Doni, certo, che per essere efficaci, veramente portatori di vita nelle nostre esistenze hanno bisogno di essere accolti, custoditi e condivisi, e che per l’accoglienza fedele di cui hanno bisogno implicano anche delle rinunce, rinunce che talvolta possono apparire anche folli agli occhi del mondo (cf. 1Cor 1,23), rinunce che possono apparire solo come un “perdere la propria vita” (cf. Mc 8,35se si dimentica il fine a cui esse tendono, il motivo per cui vengono compiute, se si dimentica l’acquisizione del tesoro grande e della perla preziosa che ne sono all’origine (cf. Mt 13,44-45). Se si dimentica, dunque, che il gioco vale la candela.

Annuncio di gioia, dunque, e di vita!
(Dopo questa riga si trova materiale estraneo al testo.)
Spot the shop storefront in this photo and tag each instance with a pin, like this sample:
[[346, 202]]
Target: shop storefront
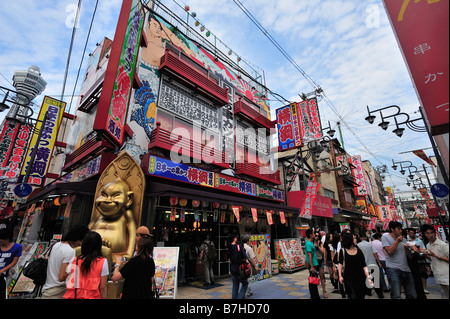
[[186, 204]]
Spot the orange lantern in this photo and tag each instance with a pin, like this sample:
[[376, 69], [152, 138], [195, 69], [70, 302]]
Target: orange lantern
[[173, 201], [183, 202]]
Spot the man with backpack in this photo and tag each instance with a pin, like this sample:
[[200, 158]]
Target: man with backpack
[[208, 255]]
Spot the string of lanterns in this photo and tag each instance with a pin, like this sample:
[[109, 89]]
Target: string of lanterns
[[235, 212], [208, 33]]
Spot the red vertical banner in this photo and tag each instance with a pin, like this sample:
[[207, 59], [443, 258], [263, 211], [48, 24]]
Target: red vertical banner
[[308, 200], [117, 86], [422, 31]]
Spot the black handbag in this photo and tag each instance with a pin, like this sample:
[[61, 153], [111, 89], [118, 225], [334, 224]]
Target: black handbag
[[155, 291], [37, 270]]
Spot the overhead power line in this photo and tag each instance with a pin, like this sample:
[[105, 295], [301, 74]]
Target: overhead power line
[[303, 73]]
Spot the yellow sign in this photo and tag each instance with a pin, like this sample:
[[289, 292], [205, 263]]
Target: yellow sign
[[54, 109]]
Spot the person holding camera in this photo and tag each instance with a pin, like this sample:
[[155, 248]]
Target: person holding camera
[[397, 269]]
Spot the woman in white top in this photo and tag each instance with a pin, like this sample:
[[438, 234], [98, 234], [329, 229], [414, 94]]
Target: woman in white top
[[60, 256]]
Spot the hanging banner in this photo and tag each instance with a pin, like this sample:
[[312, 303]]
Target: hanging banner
[[289, 127], [308, 200], [13, 147], [255, 214], [112, 110], [422, 31], [282, 218], [182, 215], [358, 173], [269, 217], [173, 214], [384, 212], [236, 213], [423, 156], [54, 110], [426, 196], [310, 120], [166, 261]]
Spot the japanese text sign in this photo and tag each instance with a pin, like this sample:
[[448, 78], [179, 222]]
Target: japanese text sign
[[54, 110], [358, 173], [124, 77], [16, 140], [189, 174], [310, 119], [422, 30], [289, 127], [308, 200]]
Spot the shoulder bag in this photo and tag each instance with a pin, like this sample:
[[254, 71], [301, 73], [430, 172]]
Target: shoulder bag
[[37, 269]]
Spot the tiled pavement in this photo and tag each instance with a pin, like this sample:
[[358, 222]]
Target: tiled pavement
[[282, 286]]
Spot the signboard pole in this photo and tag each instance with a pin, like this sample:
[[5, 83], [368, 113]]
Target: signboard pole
[[28, 169], [436, 203]]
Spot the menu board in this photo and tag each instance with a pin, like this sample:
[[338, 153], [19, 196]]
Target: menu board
[[289, 254], [30, 252], [166, 261]]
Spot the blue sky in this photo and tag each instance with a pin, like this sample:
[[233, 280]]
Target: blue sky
[[347, 47]]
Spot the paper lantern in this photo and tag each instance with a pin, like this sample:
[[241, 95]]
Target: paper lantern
[[56, 202], [173, 201], [183, 202]]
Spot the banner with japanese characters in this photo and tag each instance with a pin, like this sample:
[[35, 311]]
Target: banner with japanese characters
[[289, 127], [422, 30], [13, 145], [310, 119], [54, 110], [384, 213], [358, 173], [426, 196]]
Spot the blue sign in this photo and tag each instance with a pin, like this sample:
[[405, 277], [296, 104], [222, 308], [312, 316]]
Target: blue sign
[[439, 190], [23, 190]]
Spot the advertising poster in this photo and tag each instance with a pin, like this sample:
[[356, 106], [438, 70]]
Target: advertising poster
[[166, 261], [289, 254], [261, 247], [289, 128], [384, 212]]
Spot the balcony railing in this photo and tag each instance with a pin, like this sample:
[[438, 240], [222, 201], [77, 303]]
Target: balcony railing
[[193, 76], [163, 139], [254, 170], [244, 108]]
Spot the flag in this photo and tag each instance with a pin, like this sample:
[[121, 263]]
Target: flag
[[423, 156]]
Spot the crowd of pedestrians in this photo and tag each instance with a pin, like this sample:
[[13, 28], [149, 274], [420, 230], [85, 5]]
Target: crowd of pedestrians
[[396, 261]]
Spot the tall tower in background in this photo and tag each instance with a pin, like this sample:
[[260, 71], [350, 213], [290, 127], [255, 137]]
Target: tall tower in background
[[29, 83]]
E annuncio di gioia destinato a tutti e che raggiunge tutti, come questa donna samaritana, disprezzata dal popolo della Giudea, considerata non ortodossa quanto alla purezza della fede e al luogo di culto, donna con cui Gesù, sfidando tutte le consuetudini, si sofferma a parlare; non solo, ma si sofferma a parlare con lei non offrendo, non imponendosi come colui che dà e che fa del bene all’altro, ma come colui che ha bisogno, come colui che fa sentire l’altro importante in quanto possiede e può donargli qualcosa che lui non ha: “Dammi da bere” (v. 7).

Sì, il Signore si pone di fronte agli uomini come un mendicante che bussa alla nostra porta (cf. Ap 3,20), come colui che ha bisogno di noi, che ci chiede di donargli qualcosa di cui è privo e indigente; Gesù pone in alto coloro che ha di fronte, e si pone lui in basso, quale colui che riceve, che ha bisogno. Gesù fa crescere le persone davanti a sé, senza umiliarle con l’imporre loro i suoi doni, e anche in questo egli fa rinascere le vite, anche umanamente, come vite portatrici di senso, come vite che possono donare perché anzitutto restituite a se stesse e rese consapevoli di se stesse.

Ma poi, proprio in quanto rese a se stesse e dunque capaci a loro volta di accogliere il dono, Gesù rivela il dono che egli porta, che offre, per la vita di coloro che ha davanti.

Viviamo noi la nostra vita nella logica dell’obbligo, che è propria dello schiavo, oppure in quella del dono, che è propria del figlio?